Justice  /  Discovery

Underground Railroad’s Forgotten Route: Thousands Fled Slavery by Sea

Despite depictions of the Underground Railroad, escaping over land was almost impossible in the South. Thousands of enslaved people found allies on the water.

“Most maps would lead you to believe that people were escaping over land by foot or by horse or by wagon from the Deep South, but the historical record doesn’t back that up at all,” said Timothy Walker, a professor of history at the University of Massachusetts at Dartmouth and editor of the book “Sailing to Freedom: Maritime Dimensions of the Underground Railroad.”

Escaping to a border state more than a couple of days’ walk away was impractical, Walker said, and the most that anyone could travel was 20 miles in one night. “Without a proper pass or permission to go a very long distance through the Deep South, you risk being stopped and challenged and recaptured,” he said.

It’s hard to know how many enslaved people escaped by sea, Walker said, since the people fleeing rarely left a paper trail. But some estimates say that as many as 100,000 people escaped U.S. enslavement by various methods. Abolitionist William Still kept a record of the people he helped, and his book “The Underground Railroad” details many arriving to freedom by boat.

In the early 1800s, shipyards in Alexandria, Norfolk, Charleston and as far south as coastal Florida became hotbeds of escape — and rumors.

Ships departing such ports, including those headed north to cities such as New Bedford, Mass., were often manned by enslaved people who knew the waterways well. Enslaved Black people had worked in the maritime industry as early as the Revolutionary War, and for parts of the 19th century, they worked on most fishing boats and merchant vessels and in shipyards.
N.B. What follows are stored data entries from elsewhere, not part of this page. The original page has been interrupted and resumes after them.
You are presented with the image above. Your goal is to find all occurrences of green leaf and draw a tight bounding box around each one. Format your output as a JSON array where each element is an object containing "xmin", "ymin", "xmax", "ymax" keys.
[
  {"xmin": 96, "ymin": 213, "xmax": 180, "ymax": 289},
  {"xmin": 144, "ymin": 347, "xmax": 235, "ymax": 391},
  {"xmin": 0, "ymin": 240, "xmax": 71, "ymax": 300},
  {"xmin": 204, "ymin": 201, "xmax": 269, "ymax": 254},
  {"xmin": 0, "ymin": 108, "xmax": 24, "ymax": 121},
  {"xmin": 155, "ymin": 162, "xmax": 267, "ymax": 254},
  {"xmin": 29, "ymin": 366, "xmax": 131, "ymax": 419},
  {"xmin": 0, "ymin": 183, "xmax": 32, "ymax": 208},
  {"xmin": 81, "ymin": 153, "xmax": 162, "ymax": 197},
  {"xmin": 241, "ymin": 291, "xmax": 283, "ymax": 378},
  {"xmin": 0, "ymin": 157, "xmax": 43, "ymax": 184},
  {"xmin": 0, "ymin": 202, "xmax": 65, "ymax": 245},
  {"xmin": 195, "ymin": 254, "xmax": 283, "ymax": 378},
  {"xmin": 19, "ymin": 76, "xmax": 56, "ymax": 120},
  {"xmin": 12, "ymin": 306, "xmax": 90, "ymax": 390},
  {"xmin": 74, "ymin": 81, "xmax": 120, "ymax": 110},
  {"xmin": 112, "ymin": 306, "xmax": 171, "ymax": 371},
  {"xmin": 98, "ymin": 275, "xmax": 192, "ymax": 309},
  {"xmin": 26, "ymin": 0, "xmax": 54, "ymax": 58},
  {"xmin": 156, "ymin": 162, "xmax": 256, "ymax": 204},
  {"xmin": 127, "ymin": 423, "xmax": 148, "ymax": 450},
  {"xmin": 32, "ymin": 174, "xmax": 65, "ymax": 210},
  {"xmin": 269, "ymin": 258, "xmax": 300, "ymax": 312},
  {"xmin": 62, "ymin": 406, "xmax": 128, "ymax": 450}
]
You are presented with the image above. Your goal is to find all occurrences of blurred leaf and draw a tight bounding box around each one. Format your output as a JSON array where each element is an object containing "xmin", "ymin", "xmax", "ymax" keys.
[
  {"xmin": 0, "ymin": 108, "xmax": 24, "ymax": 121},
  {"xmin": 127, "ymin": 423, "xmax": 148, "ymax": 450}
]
Their enslavers sometimes loaned them to work for pay under Quakers, who generally opposed slavery, and free Black men, said Lee Blake, president of the New Bedford Historical Society.

On sea voyages, some sympathetic captains and crews stowed away enslaved people and helped them reach a free state.

“They can escape very quickly by water, because a ship that is sailing 24 hours a day up the Gulf Stream can travel 200 miles in a day,” Walker said. “So a ship passage is relatively quick, relatively safe, and you're not in danger of being recaptured when you're at sea.”